Still if we have no reverse rule as well, do we want to push back on such patches? That genuine question, I don't know what should be the answer.
I don't advocate for the patch. I just claim that intentionally keeping value uninitialized, to let dynamic tools to catch a bug, causes more maintenance issues, than "just-in-case" initialization.

BTW. @akshaykhadse In particular I don't like about the patch:
1 it changes many unrelated things in one patch.
2 it mention "static code analysis", without details.

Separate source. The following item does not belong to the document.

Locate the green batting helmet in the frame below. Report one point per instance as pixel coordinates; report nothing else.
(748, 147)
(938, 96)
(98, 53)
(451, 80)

  1. enforcing build bot would be nice, as nothing prevents anyone from reverting the patch. (unlikely possible to make people to respect the bot without formal rule).
barannikov88 added a subscriber: barannikov88.EditedMay 12 2023, 12:46 PM

I think it is more the static analyzer issue that it is not able to figure out that
the entry point of the class is not its constructor, but runOnMachineFunction,
which initializes most (or all) member variables before using them.

Not everything has invalid values.

This is a really good point. Initializing all fields to some default values will make
it more difficult to add a new filed that does not have an obvious default
(because, you know, consistency prevails).
Even in this patch some time has been spent discussing what's the best default
value for a particular variable, and I've seen more of such discussions in other
similar patches. That just wastes people's time without any benefit for human.

Finally, I don't remember any of the recent patches caught a real bug.

LuoYuanke added a comment.EditedMay 12 2023, 11:59 PM

It looks to me that initializing variable is a good practice to avoid security issue. If it doesn’t cause performance degradation, it should be better than uninitialized variable which may cause UB.
I once encountered issue that compiler behavior is not consistent when compiling several times, not sure it is related with uninitialized variable.